Vibration isolation using 3D cellular confinement system: A numerical investigation

Abstract

This paper investigates numerically the potential use of cellular confinement systems in isolating the machine induced vibrations. The numerical analysis was carried out using the three dimensional explicit finite difference package FLAC3D. Primarily, the numerical model was validated with the results of field resonance tests, performed on the foundation beds reinforced with and without cellular confinement systems. The 3D cellular confinement was simulated using two techniques, namely, Equivalent Composite Approach (ECA), and Honeycomb Shape Approach (HSA). The isolation efficiency of the confined cell was determined in terms of the reduction in displacement amplitude, peak particle velocity, and the improvement in elasticity of the foundation bed.

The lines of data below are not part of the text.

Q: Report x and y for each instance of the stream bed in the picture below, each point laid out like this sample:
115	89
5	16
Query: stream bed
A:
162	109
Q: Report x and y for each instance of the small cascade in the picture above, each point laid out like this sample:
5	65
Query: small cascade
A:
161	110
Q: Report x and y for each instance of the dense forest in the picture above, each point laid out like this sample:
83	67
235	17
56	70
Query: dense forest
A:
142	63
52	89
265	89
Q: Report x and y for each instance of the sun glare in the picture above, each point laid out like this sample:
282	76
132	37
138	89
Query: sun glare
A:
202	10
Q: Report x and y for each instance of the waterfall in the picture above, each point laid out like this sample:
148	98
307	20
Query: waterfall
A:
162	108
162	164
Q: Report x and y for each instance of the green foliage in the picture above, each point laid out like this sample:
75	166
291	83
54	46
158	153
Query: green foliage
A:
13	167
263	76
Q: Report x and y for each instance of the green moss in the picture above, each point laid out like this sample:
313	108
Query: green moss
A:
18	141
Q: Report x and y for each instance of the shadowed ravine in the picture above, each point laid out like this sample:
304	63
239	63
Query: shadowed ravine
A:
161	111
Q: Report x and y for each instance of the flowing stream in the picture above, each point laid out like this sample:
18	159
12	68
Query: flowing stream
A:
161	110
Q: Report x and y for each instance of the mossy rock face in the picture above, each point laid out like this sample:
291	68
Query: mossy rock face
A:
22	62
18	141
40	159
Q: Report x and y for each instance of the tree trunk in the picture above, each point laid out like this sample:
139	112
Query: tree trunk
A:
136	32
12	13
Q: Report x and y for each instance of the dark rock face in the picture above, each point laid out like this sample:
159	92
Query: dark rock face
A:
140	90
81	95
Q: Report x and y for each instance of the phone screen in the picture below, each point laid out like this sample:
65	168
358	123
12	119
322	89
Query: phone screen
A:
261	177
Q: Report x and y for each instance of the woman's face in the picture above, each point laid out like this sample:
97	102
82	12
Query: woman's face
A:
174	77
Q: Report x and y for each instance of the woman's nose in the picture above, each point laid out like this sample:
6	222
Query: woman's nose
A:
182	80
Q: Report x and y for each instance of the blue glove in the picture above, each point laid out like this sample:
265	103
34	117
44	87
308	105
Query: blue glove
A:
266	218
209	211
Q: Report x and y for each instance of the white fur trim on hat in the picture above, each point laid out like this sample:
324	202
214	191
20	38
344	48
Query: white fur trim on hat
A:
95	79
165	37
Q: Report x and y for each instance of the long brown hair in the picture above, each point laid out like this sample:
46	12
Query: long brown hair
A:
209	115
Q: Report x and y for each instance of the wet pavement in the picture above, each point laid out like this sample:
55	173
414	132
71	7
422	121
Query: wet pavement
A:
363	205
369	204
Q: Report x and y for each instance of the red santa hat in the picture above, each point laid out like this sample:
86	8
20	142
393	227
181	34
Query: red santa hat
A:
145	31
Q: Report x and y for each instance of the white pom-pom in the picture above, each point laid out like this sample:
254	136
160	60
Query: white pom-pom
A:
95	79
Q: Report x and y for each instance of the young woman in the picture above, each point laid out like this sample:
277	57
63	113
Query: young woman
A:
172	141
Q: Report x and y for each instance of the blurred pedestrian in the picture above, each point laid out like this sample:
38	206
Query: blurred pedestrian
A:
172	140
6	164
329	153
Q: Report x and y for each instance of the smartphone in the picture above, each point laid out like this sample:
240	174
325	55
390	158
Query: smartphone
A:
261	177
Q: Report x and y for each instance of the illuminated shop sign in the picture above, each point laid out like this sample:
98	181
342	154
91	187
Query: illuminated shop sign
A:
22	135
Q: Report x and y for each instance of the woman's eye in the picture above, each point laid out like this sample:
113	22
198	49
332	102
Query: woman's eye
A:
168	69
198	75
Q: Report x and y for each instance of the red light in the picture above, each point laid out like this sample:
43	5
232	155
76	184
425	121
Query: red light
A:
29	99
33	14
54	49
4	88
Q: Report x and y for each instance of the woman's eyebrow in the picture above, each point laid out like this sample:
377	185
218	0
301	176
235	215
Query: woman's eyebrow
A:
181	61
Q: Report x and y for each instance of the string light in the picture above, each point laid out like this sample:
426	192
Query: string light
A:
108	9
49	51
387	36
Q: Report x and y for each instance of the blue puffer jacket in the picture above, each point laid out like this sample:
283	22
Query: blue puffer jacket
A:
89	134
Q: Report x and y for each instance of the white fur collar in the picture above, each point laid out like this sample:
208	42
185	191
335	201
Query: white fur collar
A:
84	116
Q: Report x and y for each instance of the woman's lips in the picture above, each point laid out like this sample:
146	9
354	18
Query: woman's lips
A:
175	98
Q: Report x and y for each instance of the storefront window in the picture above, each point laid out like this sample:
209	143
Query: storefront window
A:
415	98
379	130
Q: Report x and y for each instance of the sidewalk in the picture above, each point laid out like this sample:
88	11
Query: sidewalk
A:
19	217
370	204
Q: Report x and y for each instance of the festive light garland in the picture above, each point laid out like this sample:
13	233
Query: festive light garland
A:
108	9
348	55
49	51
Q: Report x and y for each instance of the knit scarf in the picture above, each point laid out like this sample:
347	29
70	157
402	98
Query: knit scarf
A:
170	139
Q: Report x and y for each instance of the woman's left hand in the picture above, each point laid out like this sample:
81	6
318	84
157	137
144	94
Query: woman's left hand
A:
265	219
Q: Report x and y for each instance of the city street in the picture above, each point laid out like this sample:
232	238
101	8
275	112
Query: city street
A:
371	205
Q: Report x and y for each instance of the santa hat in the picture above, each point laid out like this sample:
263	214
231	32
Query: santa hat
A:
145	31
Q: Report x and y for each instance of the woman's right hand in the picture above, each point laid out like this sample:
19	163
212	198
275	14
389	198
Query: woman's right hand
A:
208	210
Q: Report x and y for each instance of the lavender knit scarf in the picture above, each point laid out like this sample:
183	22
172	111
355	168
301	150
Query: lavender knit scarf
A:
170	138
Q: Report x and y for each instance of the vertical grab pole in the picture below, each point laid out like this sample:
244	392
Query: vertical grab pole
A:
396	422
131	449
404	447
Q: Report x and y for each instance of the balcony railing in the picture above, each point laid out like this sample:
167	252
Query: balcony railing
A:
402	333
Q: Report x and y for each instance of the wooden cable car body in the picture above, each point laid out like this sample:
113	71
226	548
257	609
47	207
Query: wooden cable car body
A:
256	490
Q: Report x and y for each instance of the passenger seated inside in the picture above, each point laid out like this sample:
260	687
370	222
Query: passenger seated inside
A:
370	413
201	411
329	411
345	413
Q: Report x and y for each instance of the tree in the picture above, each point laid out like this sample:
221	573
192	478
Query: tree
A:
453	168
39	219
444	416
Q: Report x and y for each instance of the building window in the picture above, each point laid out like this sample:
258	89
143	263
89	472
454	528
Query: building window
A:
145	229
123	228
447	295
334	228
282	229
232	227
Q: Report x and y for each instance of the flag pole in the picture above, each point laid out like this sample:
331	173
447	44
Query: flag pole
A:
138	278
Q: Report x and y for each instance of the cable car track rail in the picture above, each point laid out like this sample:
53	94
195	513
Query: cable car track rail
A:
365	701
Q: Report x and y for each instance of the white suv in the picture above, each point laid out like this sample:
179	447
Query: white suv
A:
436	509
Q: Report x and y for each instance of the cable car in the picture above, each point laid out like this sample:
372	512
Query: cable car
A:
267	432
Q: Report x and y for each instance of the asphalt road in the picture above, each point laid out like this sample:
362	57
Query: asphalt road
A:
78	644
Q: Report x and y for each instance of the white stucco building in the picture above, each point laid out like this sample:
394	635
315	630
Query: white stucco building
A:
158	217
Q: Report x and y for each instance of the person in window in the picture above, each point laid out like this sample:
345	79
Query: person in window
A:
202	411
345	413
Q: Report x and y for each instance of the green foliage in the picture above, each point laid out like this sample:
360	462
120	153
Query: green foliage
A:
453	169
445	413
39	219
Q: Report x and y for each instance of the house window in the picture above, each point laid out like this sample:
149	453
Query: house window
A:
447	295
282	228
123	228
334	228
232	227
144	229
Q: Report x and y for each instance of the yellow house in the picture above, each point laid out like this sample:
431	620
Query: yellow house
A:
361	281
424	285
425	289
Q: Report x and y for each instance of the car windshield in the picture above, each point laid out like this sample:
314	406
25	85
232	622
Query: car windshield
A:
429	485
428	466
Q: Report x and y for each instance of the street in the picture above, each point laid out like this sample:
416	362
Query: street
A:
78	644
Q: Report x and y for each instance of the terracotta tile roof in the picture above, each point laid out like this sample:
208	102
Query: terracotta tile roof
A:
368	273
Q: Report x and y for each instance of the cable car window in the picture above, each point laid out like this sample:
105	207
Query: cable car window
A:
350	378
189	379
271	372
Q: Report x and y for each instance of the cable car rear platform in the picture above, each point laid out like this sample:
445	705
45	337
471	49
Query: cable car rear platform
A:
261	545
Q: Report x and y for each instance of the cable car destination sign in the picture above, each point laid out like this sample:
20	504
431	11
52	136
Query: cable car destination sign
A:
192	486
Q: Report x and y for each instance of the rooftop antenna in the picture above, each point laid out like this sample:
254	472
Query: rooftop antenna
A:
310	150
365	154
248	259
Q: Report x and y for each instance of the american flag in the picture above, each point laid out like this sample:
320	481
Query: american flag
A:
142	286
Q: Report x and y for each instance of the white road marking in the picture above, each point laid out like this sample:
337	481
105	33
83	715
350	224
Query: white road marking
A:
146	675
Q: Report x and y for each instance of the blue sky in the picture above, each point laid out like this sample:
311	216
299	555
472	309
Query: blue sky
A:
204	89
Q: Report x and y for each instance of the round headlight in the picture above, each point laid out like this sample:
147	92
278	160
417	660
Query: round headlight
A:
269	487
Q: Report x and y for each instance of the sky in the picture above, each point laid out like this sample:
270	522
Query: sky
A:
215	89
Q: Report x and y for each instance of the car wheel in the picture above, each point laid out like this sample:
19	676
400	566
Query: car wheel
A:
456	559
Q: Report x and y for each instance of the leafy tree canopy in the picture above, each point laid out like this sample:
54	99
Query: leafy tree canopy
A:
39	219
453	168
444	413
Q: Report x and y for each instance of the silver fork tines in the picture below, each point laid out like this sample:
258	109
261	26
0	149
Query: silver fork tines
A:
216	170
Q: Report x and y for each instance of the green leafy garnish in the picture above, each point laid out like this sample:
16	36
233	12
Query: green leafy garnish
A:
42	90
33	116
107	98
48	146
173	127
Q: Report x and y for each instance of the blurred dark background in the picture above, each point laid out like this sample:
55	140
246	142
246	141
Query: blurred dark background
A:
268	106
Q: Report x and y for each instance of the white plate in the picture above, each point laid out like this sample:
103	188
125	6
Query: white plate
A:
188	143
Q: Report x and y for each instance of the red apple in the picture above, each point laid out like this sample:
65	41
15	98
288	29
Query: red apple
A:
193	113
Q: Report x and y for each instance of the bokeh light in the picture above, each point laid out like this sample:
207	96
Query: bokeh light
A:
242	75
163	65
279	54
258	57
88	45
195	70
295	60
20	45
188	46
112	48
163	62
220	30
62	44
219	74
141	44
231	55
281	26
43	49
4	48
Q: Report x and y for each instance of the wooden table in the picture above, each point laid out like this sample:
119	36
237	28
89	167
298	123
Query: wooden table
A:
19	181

From the results, 56% reduction in displacement amplitude was observed in the presence of geocell reinforcement. Similarly, 42% change of resonant frequency was observed as compared to the unreinforced condition. The elasticity of the foundation bed was improved by 102% with the provisions of geocell. Further, it was noticed that the modelling of geocell through the HSA approach provided the accurate prediction of the experimental results. With the help of HSA technique, the effect of confinement area and the height of geocell in reducing the amplitude of vibration was investigated. Further, the parametric study was conducted to investigate the effect of different geocell properties on the dynamic behaviour of reinforced foundation bed. The parametric study results revealed that the geocell modulus and the interface friction angle directly influence the performance of geocell reinforced bed under dynamic loading condition.